The first code is the default code taken from lscache module for Opencart, but modified by Mr. Super Warmup Cache Crawler Master with Accept Encoding Header. $url is based on your crawler script that generates particular URLs depending on "what" query. Paste this code in a test php file, so you can verify by your own what is wrong. Important to know: All generated URLs are "non SEO URLs"!!!!

Code:
<?php

header("Content-Type: text/plain");

$url = 'https://www.priazha-shop.com/index.php?route=product/product&product_id=6273';
$ch = curl_init($url);
curl_setopt($ch, CURLOPT_URL, $url);
curl_setopt($ch, CURLOPT_HEADER, false);
curl_setopt($ch, CURLOPT_RETURNTRANSFER, true);
curl_setopt($ch, CURLOPT_SSL_VERIFYHOST, false);
curl_setopt($ch, CURLOPT_SSL_VERIFYPEER, false);
curl_setopt($ch, CURLOPT_FOLLOWLOCATION, 1);
curl_setopt($ch, CURLOPT_MAXREDIRS, 1);
curl_setopt($ch, CURLOPT_ACCEPT_ENCODING, "");
curl_setopt($ch, CURLOPT_HTTP_VERSION, CURL_HTTP_VERSION_1_1);

curl_exec($ch);

$sizeDownload = curl_getinfo($ch, CURLINFO_SIZE_DOWNLOAD);
$sizeDownload = 'Download Size: ' . round($sizeDownload / 1024) . ' kb' . "\n";
$totalTime = curl_getinfo($ch, CURLINFO_TOTAL_TIME);
$totalTime = 'Total Time: ' . $totalTime . ' seconds + time for redirection. Total transaction time in seconds for last transfer';

echo $sizeDownload;
echo $totalTime;

curl_close($ch);

Next Code is modified by me.
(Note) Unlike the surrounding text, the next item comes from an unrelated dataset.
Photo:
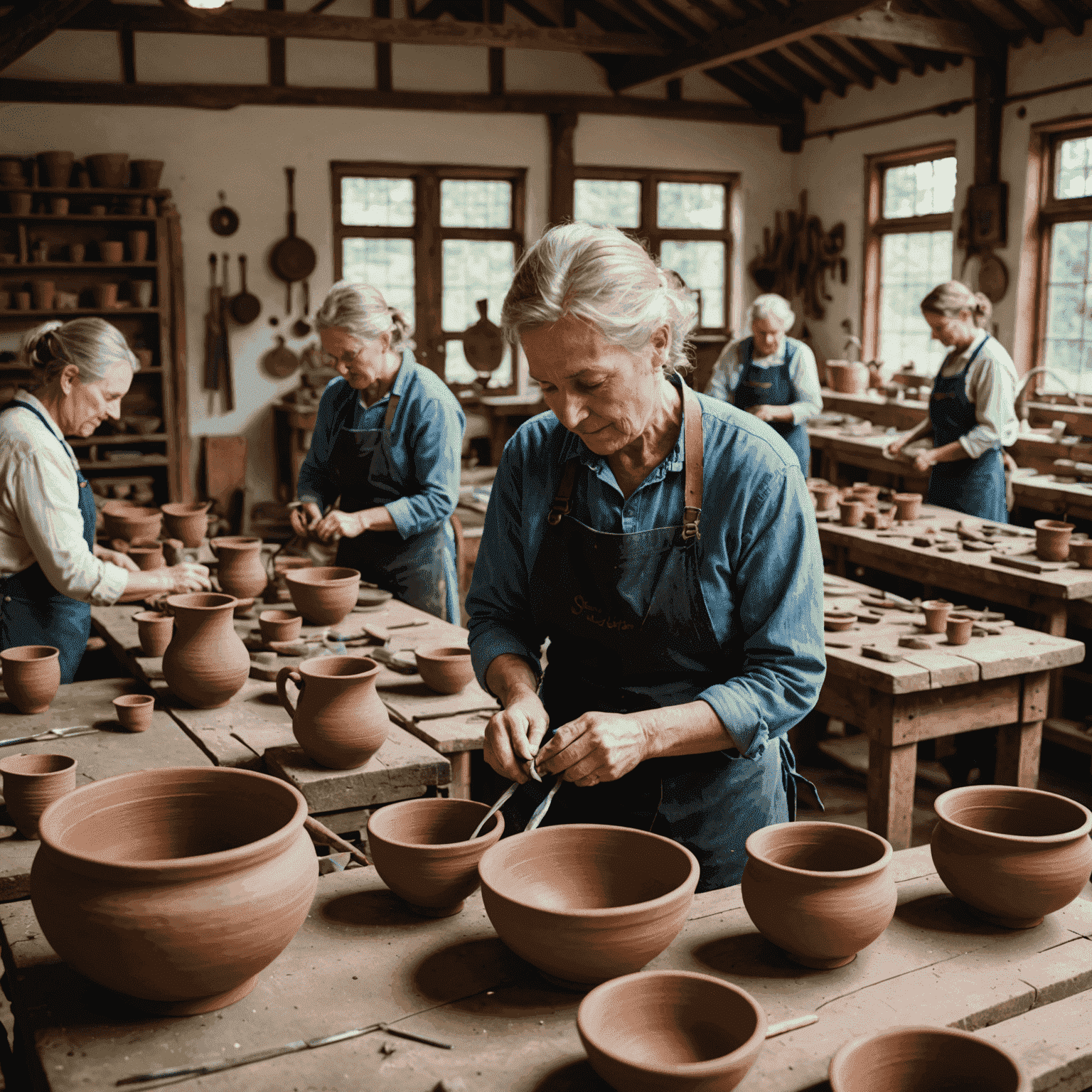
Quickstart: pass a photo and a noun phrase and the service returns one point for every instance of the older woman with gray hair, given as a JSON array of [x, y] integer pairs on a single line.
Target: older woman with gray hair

That is nothing special and is also used in some other LScache plugins.

Code:
<?php

header("Content-Type: text/plain");

$url = 'https://www.priazha-shop.com/index.php?route=product/product&product_id=6273';
$ch = curl_init($url);
curl_setopt($ch, CURLOPT_URL, $url);
curl_setopt($ch, CURLOPT_HEADER, false);
curl_setopt($ch, CURLOPT_RETURNTRANSFER, true);
curl_setopt($ch, CURLOPT_SSL_VERIFYHOST, false);
curl_setopt($ch, CURLOPT_SSL_VERIFYPEER, false);
curl_setopt($ch, CURLOPT_FOLLOWLOCATION, 1);
curl_setopt($ch, CURLOPT_MAXREDIRS, 1);
curl_setopt($ch, CURLOPT_ACCEPT_ENCODING, "");
curl_setopt($ch, CURLOPT_NOBODY, true);
curl_setopt($ch, CURLOPT_HTTP_VERSION, CURL_HTTP_VERSION_1_1);

curl_exec($ch);

$sizeDownload = curl_getinfo($ch, CURLINFO_SIZE_DOWNLOAD);
$sizeDownload = 'Download Size: ' . round($sizeDownload / 1024) . ' kb' . "\n";
$totalTime = curl_getinfo($ch, CURLINFO_TOTAL_TIME);
$totalTime = 'Total Time: ' . $totalTime . ' seconds + time for redirection. Total transaction time in seconds for last transfer';

echo $sizeDownload;
echo $totalTime;

curl_close($ch);
The last code shows really what is wrong with your crawler script. All URLs you generate are all non-SEO URL, so every curl request must follow to redirection URL first and this takes huge of time. If you run the code below you will see the difference in total transfer time and the size of downloaded document.

Code:
<?php

header("Content-Type: text/plain");

$url = 'https://www.priazha-shop.com/alize-angora-gold-batik-6273';
$ch = curl_init($url);
curl_setopt($ch, CURLOPT_URL, $url);
curl_setopt($ch, CURLOPT_HEADER, false);
curl_setopt($ch, CURLOPT_RETURNTRANSFER, true);
curl_setopt($ch, CURLOPT_SSL_VERIFYHOST, false);
curl_setopt($ch, CURLOPT_SSL_VERIFYPEER, false);
curl_setopt($ch, CURLOPT_FOLLOWLOCATION, 1);
curl_setopt($ch, CURLOPT_MAXREDIRS, 1);
curl_setopt($ch, CURLOPT_ACCEPT_ENCODING, "");
curl_setopt($ch, CURLOPT_NOBODY, true);
curl_setopt($ch, CURLOPT_HTTP_VERSION, CURL_HTTP_VERSION_1_1);

curl_exec($ch);

$sizeDownload = curl_getinfo($ch, CURLINFO_SIZE_DOWNLOAD);
$sizeDownload = 'Download Size: ' . round($sizeDownload / 1024) . ' kb. WOW! Nothing to Download!' . "\n";
$totalTime = curl_getinfo($ch, CURLINFO_TOTAL_TIME);
$totalTime = 'Total Time: ' . $totalTime . ' seconds. NO wasting time for redirection. Total transaction time in seconds for last transfer';

echo $sizeDownload;
echo $totalTime;

curl_close($ch);
The result of this test is, that you can put your code in the trash. Forget to split URLs from shop that you want to recache. There is no recache, because you can't check cache status without changing status status. You can't tell the server:"Hi server, don't cache my request. I only want to check the cache status!". A request is always a request and there is nothing else as a request! Use SEO URls from sitemap.xml or log URLs that are requested by users or try to find out how OpenCart generates SEO URLs for sitemap.xml.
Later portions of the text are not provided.